For the first time in its 150-year history, the Metropolitan Museum of Art in New York has hired a full-time Native American art curator. Staring on September 14, Patricia Marroquin Norby (Purépecha) will be the Met’s inaugural associate curator of Native American art. She will work in the museum’s famed American Wing and report to Sylvia Yount, who oversees the presentations put on in that department of the Met.
Norby has previously served as senior executive and assistant director of the Smithsonian’s National Museum of the American Indian-New York.
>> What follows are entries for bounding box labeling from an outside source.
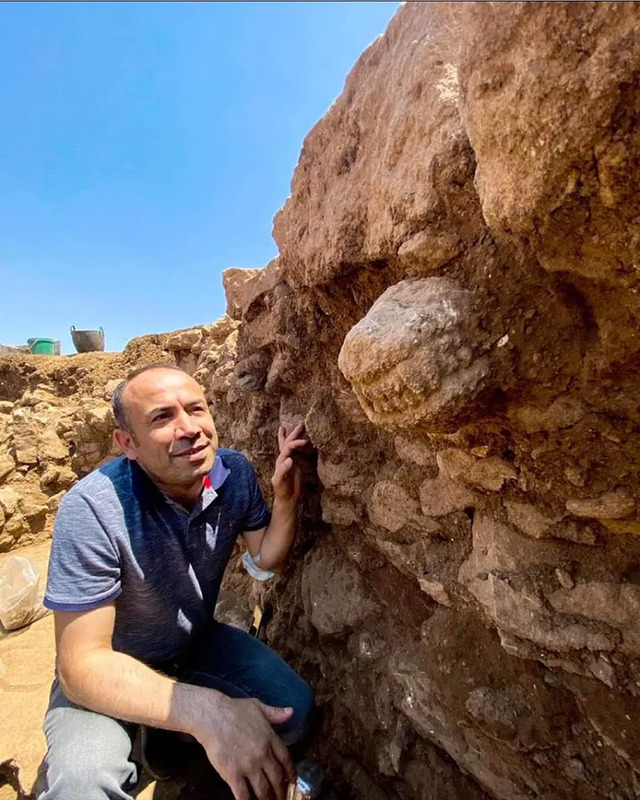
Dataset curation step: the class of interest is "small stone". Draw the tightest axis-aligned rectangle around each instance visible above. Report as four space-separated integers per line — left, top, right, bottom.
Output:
0 453 16 481
0 486 22 517
368 481 418 531
567 489 636 519
589 656 618 689
436 448 516 492
420 474 476 517
103 378 122 400
393 435 436 467
418 578 451 607
556 567 575 589
167 328 202 351
504 500 558 539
She has also been the director of the D’Arcy McNickle Center for American Indian and Indigenous Studies at the Newberry, a research library in Chicago, and written scholarship on self-representation in Indigenous art.
“Historical and contemporary Native American art embodies and confronts the environmental, religious, and economic disruptions that Indigenous communities have so powerfully negotiated—and still negotiate—through a balance of beauty, tradition, and innovation,” Norby said in a statement. “I am deeply honored to join with American Indian and Indigenous artists and communities in advancing our diverse experiences and voices in The Met’s exhibitions, collections, and programs. This is a time of significant evolution for the museum.”
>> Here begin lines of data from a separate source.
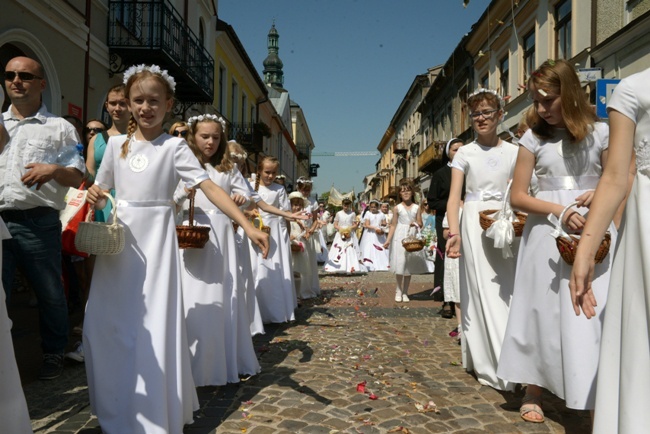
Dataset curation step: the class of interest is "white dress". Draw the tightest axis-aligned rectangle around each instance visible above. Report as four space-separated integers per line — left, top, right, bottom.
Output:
359 211 390 271
255 184 298 323
451 142 519 390
594 70 650 434
177 165 260 387
390 203 429 276
436 212 463 303
323 210 368 273
83 134 200 434
497 123 616 410
0 218 33 434
290 222 317 299
300 201 320 298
The news comes as the Met works to incorporate the art and voices of Indigenous artists in its presentations. Last winter, Cree artist Kent Monkman debuted two newly commissioned paintings riffing on Emanuel Leutze’s Washington Crossing the Delaware (1851) in the museum’s Great Hall, marking a grand showcase for an Indigenous artist that has historically been rare in major New York institutions. Meanwhile, in 2018, the Met staged the exhibition “Art of Native America: The Charles and Valerie Diker Collection,” which featured 100 promised gifts and loans.
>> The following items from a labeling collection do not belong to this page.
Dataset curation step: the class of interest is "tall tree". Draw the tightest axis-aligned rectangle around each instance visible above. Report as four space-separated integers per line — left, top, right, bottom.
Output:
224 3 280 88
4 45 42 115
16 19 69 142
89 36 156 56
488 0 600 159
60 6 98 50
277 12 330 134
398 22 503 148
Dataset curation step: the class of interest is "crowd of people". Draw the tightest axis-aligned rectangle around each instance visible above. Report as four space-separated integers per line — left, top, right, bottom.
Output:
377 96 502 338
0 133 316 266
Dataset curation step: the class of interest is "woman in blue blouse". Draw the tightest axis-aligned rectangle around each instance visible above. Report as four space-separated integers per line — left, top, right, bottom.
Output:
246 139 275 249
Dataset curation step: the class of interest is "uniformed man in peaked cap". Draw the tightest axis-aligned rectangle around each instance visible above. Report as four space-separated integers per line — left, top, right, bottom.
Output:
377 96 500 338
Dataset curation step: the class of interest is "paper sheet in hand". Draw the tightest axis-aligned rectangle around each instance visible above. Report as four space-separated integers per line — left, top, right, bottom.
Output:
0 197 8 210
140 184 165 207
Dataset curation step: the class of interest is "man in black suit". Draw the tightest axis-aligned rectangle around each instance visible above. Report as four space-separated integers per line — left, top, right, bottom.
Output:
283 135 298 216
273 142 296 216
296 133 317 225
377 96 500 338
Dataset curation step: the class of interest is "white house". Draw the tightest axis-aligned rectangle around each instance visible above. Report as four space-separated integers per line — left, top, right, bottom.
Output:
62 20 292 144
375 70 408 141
Not all of these efforts have been without controversy, however. When “Art of Native America” opened, the Association on American Indian Affairs, a prominent advocacy group, decried the show, alleging that the museum had not adequately consulted with tribal representatives in advance of the exhibition. The Met denied this claim.
In her new position, Norby will work to facilitate long-term relationships between Indigenous communities and the museum and focus on creating what she called “meaningful systematic change.”